1. Set up an Inbound Gateway

This tells your SIP provider (e.g., Twilio) where to forward incoming calls.

  • In the VideoSDK Dashboard, go to Telephony , in Inbound Gateways and click on Add Inbound Gateway.
  • Give it a name and add your phone number.
  • The dashboard will generate a unique Inbound Gateway URL. Copy this URL.
  • In your SIP provider's dashboard (like Twilio), paste this URL into the Origination SIP URI field for your SIP trunk.
Video SDK Image

2. Set up an Outbound Gateway

This tells VideoSDK where to send outgoing calls from your agent.

  • Go to Telephony Outbound Gateways and click Add Outbound Gateway.
  • Give it a name and add your phone number.
  • In the Address field, enter the Termination SIP URI provided by your SIP provider.
Video SDK Image

3. Create a Routing Rule

This is the final step that connects everything. The routing rule links a phone number to your specific deployed agent.

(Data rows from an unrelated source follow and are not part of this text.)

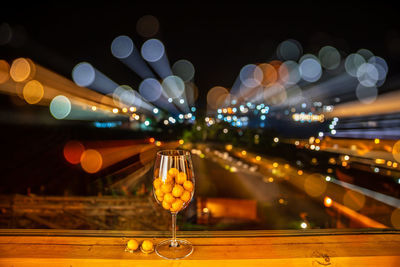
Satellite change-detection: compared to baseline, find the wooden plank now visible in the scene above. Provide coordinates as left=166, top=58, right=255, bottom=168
left=0, top=230, right=400, bottom=267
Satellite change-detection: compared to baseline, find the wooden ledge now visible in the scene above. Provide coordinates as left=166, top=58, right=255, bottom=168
left=0, top=230, right=400, bottom=267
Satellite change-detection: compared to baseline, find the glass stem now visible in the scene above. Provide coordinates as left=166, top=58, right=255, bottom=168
left=171, top=212, right=178, bottom=247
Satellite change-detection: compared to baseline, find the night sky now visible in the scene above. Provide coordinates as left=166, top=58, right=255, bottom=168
left=0, top=1, right=400, bottom=107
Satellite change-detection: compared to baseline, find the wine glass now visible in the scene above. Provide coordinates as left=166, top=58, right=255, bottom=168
left=153, top=150, right=195, bottom=260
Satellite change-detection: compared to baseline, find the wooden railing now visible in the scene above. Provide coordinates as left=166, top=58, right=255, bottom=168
left=0, top=230, right=400, bottom=267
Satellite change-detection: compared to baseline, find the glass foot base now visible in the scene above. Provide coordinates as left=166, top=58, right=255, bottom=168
left=156, top=239, right=193, bottom=260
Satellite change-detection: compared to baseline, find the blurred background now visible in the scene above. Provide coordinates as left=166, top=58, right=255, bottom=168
left=0, top=2, right=400, bottom=230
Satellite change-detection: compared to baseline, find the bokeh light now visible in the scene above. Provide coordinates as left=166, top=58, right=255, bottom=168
left=139, top=78, right=162, bottom=102
left=112, top=84, right=142, bottom=108
left=392, top=140, right=400, bottom=162
left=344, top=54, right=366, bottom=77
left=304, top=174, right=327, bottom=197
left=80, top=149, right=103, bottom=173
left=63, top=140, right=85, bottom=164
left=0, top=59, right=10, bottom=84
left=263, top=83, right=287, bottom=105
left=276, top=39, right=303, bottom=61
left=22, top=80, right=44, bottom=104
left=50, top=95, right=71, bottom=120
left=318, top=45, right=341, bottom=70
left=239, top=64, right=264, bottom=88
left=324, top=197, right=333, bottom=208
left=357, top=63, right=379, bottom=87
left=357, top=48, right=374, bottom=61
left=207, top=86, right=229, bottom=108
left=136, top=15, right=160, bottom=38
left=172, top=59, right=195, bottom=82
left=72, top=62, right=96, bottom=87
left=111, top=35, right=134, bottom=59
left=141, top=39, right=165, bottom=62
left=356, top=84, right=378, bottom=104
left=10, top=58, right=36, bottom=82
left=299, top=54, right=322, bottom=82
left=343, top=190, right=365, bottom=211
left=161, top=75, right=185, bottom=98
left=279, top=60, right=301, bottom=85
left=258, top=63, right=278, bottom=86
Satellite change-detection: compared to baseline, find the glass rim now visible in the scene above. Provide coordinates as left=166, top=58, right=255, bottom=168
left=157, top=149, right=190, bottom=157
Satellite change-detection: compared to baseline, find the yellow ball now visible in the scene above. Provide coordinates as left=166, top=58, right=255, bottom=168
left=180, top=190, right=192, bottom=202
left=164, top=193, right=175, bottom=203
left=172, top=184, right=184, bottom=197
left=175, top=172, right=186, bottom=184
left=183, top=180, right=193, bottom=192
left=142, top=240, right=154, bottom=252
left=168, top=168, right=179, bottom=177
left=162, top=199, right=171, bottom=210
left=161, top=184, right=172, bottom=194
left=153, top=178, right=162, bottom=189
left=126, top=239, right=139, bottom=250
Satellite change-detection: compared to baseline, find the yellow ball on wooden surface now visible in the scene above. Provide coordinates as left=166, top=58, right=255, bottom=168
left=126, top=239, right=139, bottom=250
left=142, top=240, right=154, bottom=252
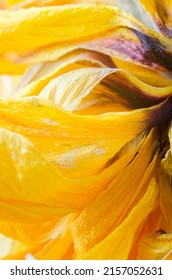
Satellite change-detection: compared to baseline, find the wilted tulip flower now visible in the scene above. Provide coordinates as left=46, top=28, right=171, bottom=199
left=0, top=0, right=172, bottom=260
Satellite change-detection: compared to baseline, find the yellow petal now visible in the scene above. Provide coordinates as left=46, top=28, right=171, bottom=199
left=0, top=97, right=155, bottom=177
left=6, top=0, right=114, bottom=10
left=159, top=151, right=172, bottom=232
left=71, top=130, right=159, bottom=258
left=40, top=67, right=172, bottom=111
left=137, top=233, right=172, bottom=260
left=0, top=4, right=140, bottom=53
left=140, top=0, right=172, bottom=38
left=83, top=179, right=158, bottom=260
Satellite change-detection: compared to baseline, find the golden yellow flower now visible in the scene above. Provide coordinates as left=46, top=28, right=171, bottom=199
left=0, top=0, right=172, bottom=260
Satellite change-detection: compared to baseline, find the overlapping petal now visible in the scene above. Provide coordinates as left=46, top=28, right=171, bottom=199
left=0, top=0, right=172, bottom=260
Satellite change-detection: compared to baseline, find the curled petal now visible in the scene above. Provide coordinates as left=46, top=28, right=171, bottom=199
left=140, top=0, right=172, bottom=38
left=71, top=130, right=159, bottom=258
left=83, top=179, right=158, bottom=260
left=137, top=233, right=172, bottom=260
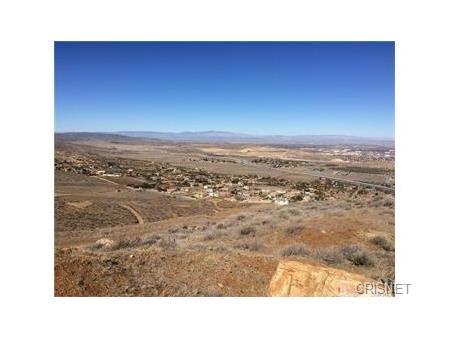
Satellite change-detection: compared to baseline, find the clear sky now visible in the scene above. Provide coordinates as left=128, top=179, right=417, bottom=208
left=55, top=42, right=395, bottom=137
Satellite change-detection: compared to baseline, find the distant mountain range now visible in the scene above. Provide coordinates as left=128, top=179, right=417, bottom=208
left=114, top=130, right=394, bottom=146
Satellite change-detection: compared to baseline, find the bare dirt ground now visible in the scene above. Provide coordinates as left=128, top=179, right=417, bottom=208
left=55, top=135, right=395, bottom=296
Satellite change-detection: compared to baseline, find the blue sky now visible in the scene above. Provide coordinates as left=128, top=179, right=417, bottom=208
left=55, top=42, right=395, bottom=137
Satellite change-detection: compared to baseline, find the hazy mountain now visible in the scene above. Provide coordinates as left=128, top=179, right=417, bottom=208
left=115, top=130, right=394, bottom=146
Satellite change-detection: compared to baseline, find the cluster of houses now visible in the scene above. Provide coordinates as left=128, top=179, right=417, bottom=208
left=55, top=151, right=360, bottom=205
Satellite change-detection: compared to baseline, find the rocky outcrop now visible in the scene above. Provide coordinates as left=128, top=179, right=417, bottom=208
left=268, top=261, right=390, bottom=297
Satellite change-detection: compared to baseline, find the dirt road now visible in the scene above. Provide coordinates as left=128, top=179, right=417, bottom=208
left=119, top=204, right=144, bottom=224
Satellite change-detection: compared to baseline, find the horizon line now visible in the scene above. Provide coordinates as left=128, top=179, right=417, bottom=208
left=54, top=129, right=395, bottom=140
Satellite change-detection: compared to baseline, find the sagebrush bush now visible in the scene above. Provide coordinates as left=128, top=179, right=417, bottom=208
left=285, top=225, right=304, bottom=235
left=158, top=238, right=177, bottom=249
left=240, top=227, right=256, bottom=236
left=370, top=236, right=394, bottom=251
left=280, top=244, right=311, bottom=257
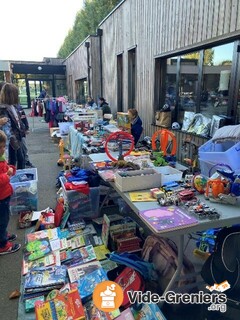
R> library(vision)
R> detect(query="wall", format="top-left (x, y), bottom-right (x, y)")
top-left (99, 0), bottom-right (240, 135)
top-left (64, 36), bottom-right (100, 101)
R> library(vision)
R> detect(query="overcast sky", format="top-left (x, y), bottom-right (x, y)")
top-left (0, 0), bottom-right (83, 61)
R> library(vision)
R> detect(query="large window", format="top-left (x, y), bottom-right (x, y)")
top-left (179, 52), bottom-right (200, 122)
top-left (154, 41), bottom-right (236, 123)
top-left (200, 43), bottom-right (234, 117)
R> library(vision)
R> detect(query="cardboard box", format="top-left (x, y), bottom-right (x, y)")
top-left (156, 166), bottom-right (183, 186)
top-left (115, 169), bottom-right (161, 192)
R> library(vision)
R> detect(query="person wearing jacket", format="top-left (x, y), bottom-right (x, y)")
top-left (0, 83), bottom-right (25, 169)
top-left (0, 130), bottom-right (21, 255)
top-left (128, 109), bottom-right (143, 146)
top-left (98, 97), bottom-right (112, 120)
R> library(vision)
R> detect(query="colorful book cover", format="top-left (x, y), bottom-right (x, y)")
top-left (94, 244), bottom-right (110, 261)
top-left (23, 238), bottom-right (52, 261)
top-left (67, 261), bottom-right (101, 283)
top-left (116, 308), bottom-right (134, 320)
top-left (24, 296), bottom-right (45, 313)
top-left (26, 228), bottom-right (60, 242)
top-left (84, 234), bottom-right (103, 247)
top-left (84, 300), bottom-right (120, 320)
top-left (131, 303), bottom-right (166, 320)
top-left (101, 214), bottom-right (123, 247)
top-left (77, 268), bottom-right (108, 302)
top-left (24, 266), bottom-right (67, 291)
top-left (139, 206), bottom-right (198, 232)
top-left (100, 259), bottom-right (118, 272)
top-left (22, 254), bottom-right (55, 275)
top-left (129, 192), bottom-right (157, 202)
top-left (71, 235), bottom-right (85, 249)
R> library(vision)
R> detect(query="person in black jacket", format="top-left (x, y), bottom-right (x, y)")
top-left (128, 109), bottom-right (143, 146)
top-left (98, 97), bottom-right (112, 121)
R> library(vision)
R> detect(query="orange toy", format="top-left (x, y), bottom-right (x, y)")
top-left (152, 129), bottom-right (177, 156)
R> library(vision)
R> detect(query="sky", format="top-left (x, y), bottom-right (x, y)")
top-left (0, 0), bottom-right (83, 61)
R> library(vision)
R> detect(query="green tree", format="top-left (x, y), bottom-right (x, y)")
top-left (58, 0), bottom-right (120, 58)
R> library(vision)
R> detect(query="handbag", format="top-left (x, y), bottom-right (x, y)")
top-left (155, 111), bottom-right (172, 128)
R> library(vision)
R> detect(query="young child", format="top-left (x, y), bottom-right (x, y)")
top-left (0, 130), bottom-right (21, 255)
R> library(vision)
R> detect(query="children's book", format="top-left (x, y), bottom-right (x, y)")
top-left (71, 234), bottom-right (85, 250)
top-left (139, 206), bottom-right (198, 233)
top-left (100, 259), bottom-right (118, 272)
top-left (131, 303), bottom-right (166, 320)
top-left (23, 238), bottom-right (52, 261)
top-left (26, 228), bottom-right (60, 242)
top-left (84, 234), bottom-right (103, 247)
top-left (94, 244), bottom-right (110, 261)
top-left (77, 268), bottom-right (108, 302)
top-left (24, 296), bottom-right (45, 313)
top-left (24, 266), bottom-right (67, 292)
top-left (67, 261), bottom-right (101, 283)
top-left (22, 253), bottom-right (55, 275)
top-left (129, 191), bottom-right (156, 202)
top-left (84, 300), bottom-right (120, 320)
top-left (116, 308), bottom-right (134, 320)
top-left (35, 289), bottom-right (85, 320)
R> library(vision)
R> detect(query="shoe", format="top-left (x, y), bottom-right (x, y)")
top-left (7, 233), bottom-right (17, 242)
top-left (0, 242), bottom-right (21, 256)
top-left (25, 161), bottom-right (34, 168)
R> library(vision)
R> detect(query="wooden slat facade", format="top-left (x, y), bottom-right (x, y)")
top-left (66, 0), bottom-right (240, 160)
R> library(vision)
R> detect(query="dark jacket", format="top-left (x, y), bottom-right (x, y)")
top-left (0, 104), bottom-right (25, 141)
top-left (100, 102), bottom-right (112, 118)
top-left (131, 116), bottom-right (143, 145)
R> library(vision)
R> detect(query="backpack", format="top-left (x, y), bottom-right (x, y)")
top-left (142, 236), bottom-right (196, 294)
top-left (201, 225), bottom-right (240, 294)
top-left (114, 267), bottom-right (145, 309)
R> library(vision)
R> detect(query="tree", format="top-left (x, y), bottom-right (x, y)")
top-left (58, 0), bottom-right (120, 58)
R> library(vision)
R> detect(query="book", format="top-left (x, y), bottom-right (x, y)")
top-left (94, 244), bottom-right (110, 261)
top-left (67, 261), bottom-right (101, 283)
top-left (24, 266), bottom-right (67, 292)
top-left (35, 289), bottom-right (85, 320)
top-left (84, 300), bottom-right (120, 320)
top-left (26, 228), bottom-right (60, 242)
top-left (23, 238), bottom-right (52, 261)
top-left (77, 268), bottom-right (108, 302)
top-left (22, 254), bottom-right (55, 275)
top-left (24, 296), bottom-right (45, 313)
top-left (139, 206), bottom-right (198, 233)
top-left (129, 191), bottom-right (157, 202)
top-left (100, 259), bottom-right (118, 272)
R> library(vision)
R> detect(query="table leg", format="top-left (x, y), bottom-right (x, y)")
top-left (161, 234), bottom-right (184, 305)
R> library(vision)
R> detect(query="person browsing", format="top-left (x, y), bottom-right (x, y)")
top-left (128, 109), bottom-right (143, 146)
top-left (0, 130), bottom-right (21, 255)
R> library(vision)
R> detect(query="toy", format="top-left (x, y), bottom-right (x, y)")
top-left (193, 174), bottom-right (207, 194)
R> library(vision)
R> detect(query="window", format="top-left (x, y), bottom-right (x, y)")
top-left (179, 51), bottom-right (200, 122)
top-left (200, 42), bottom-right (234, 117)
top-left (128, 48), bottom-right (136, 108)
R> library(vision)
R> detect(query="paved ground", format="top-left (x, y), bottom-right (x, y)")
top-left (0, 118), bottom-right (60, 320)
top-left (0, 118), bottom-right (237, 320)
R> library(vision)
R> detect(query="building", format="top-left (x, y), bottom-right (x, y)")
top-left (64, 0), bottom-right (240, 135)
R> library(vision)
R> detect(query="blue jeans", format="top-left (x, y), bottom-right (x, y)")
top-left (0, 197), bottom-right (10, 248)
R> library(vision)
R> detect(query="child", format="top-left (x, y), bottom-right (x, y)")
top-left (0, 130), bottom-right (21, 255)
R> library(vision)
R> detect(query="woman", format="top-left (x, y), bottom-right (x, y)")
top-left (0, 83), bottom-right (25, 169)
top-left (128, 109), bottom-right (143, 146)
top-left (98, 97), bottom-right (112, 121)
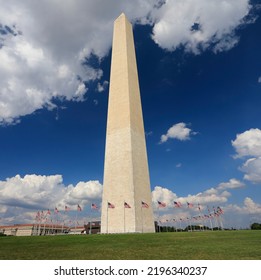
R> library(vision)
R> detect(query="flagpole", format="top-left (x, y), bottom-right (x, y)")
top-left (90, 210), bottom-right (92, 234)
top-left (106, 200), bottom-right (109, 234)
top-left (158, 204), bottom-right (160, 232)
top-left (123, 201), bottom-right (126, 233)
top-left (141, 205), bottom-right (143, 233)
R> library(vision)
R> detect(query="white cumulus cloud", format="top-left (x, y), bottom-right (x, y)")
top-left (0, 0), bottom-right (251, 124)
top-left (0, 174), bottom-right (102, 213)
top-left (232, 128), bottom-right (261, 183)
top-left (231, 128), bottom-right (261, 157)
top-left (150, 0), bottom-right (251, 53)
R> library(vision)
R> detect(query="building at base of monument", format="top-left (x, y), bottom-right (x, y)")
top-left (0, 224), bottom-right (84, 236)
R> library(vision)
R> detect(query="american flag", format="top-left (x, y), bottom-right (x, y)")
top-left (108, 202), bottom-right (115, 208)
top-left (91, 203), bottom-right (99, 210)
top-left (187, 202), bottom-right (193, 208)
top-left (158, 201), bottom-right (166, 208)
top-left (141, 201), bottom-right (149, 208)
top-left (124, 202), bottom-right (131, 208)
top-left (217, 206), bottom-right (224, 214)
top-left (174, 201), bottom-right (182, 208)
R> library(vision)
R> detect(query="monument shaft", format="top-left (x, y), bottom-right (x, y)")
top-left (101, 14), bottom-right (155, 233)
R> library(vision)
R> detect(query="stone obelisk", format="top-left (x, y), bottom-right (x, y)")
top-left (101, 14), bottom-right (155, 233)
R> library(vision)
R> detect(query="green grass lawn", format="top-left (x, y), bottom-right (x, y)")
top-left (0, 230), bottom-right (261, 260)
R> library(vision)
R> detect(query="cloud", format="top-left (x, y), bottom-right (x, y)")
top-left (231, 128), bottom-right (261, 158)
top-left (160, 122), bottom-right (197, 143)
top-left (240, 157), bottom-right (261, 184)
top-left (97, 81), bottom-right (109, 92)
top-left (231, 128), bottom-right (261, 183)
top-left (152, 0), bottom-right (251, 54)
top-left (217, 178), bottom-right (245, 190)
top-left (0, 174), bottom-right (102, 210)
top-left (0, 0), bottom-right (251, 125)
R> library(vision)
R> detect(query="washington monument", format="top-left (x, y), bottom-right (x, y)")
top-left (101, 14), bottom-right (155, 233)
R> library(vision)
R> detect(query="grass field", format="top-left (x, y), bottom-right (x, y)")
top-left (0, 230), bottom-right (261, 260)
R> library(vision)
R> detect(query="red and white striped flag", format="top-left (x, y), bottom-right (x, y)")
top-left (91, 203), bottom-right (99, 210)
top-left (158, 201), bottom-right (167, 208)
top-left (124, 202), bottom-right (131, 208)
top-left (174, 201), bottom-right (182, 208)
top-left (187, 202), bottom-right (194, 208)
top-left (108, 202), bottom-right (115, 209)
top-left (141, 201), bottom-right (149, 208)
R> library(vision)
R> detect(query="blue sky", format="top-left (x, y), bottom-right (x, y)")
top-left (0, 0), bottom-right (261, 227)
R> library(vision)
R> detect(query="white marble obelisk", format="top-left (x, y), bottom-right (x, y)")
top-left (101, 14), bottom-right (155, 233)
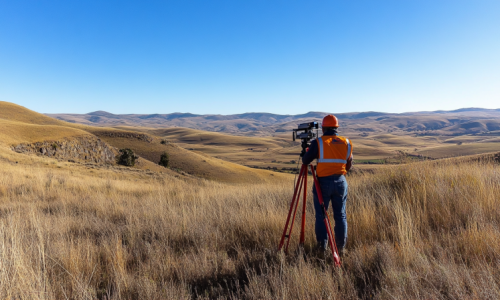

  • Go to Telephony, in Routing Rules click on Add Routing Rules Gateway.
  • Select a direction (e.g., inbound).
  • Choose the gateway you just created.
  • Set Agent Type to Cloud.
  • In the Deployment ID field, paste the Worker ID from your videosdk.yaml file.
  • Click Create.
Video SDK Image

Making an Outbound Call

To trigger an outbound call from your agent, you can make a simple API request to the VideoSDK SIP endpoint.

Use a POST request with your VIDEOSDK_TOKEN for authorization. In the body, specify the gatewayId (from your Outbound Gateway) and the phone number to call in sipCallTo.

curl --request POST \\\\
  --url <https://api.videosdk.live/v2/sip/call> \\\\
  --header 'Authorization: YOUR_VIDEOSDK_TOKEN' \\\\
  --header 'Content-Type: application/json' \\\\
  --data '{
    "gatewayId": "gw_123456789",
    "sipCallTo": "+14155550123"
  }'

Managing Agent Sessions Programmatically

While routing rules automatically manage sessions, you can also control them via API for advanced use cases, like starting a session on demand or for cost management.

Start a Deployment Session:

curl --request POST \\\\
  --url <https://api.videosdk.live/ai/v1/ai-deployment-sessions/start> \\\\
  --header 'Authorization: YOUR_VIDEOSDK_TOKEN' \\\\
  --header 'Content-Type: application/json' \\\\
  --data '{
    "deploymentId": "<your-deployment-id>"
  }'

End a Deployment Session:

curl --request POST \\\\
  --url <https://api.videosdk.live/ai/v1/ai-deployment-sessions/end> \\\\
  --header 'Authorization: YOUR_VIDEOSDK_TOKEN' \\\\
  --header 'Content-Type: application/json' \\\\
  --data '{
    "sessionId": "<session-id-from-start-response>"
  }'

Next Step

That's it! You've successfully built a Python AI agent, deployed it to the cloud, and connected it to the global telephone network for both inbound and outbound calls.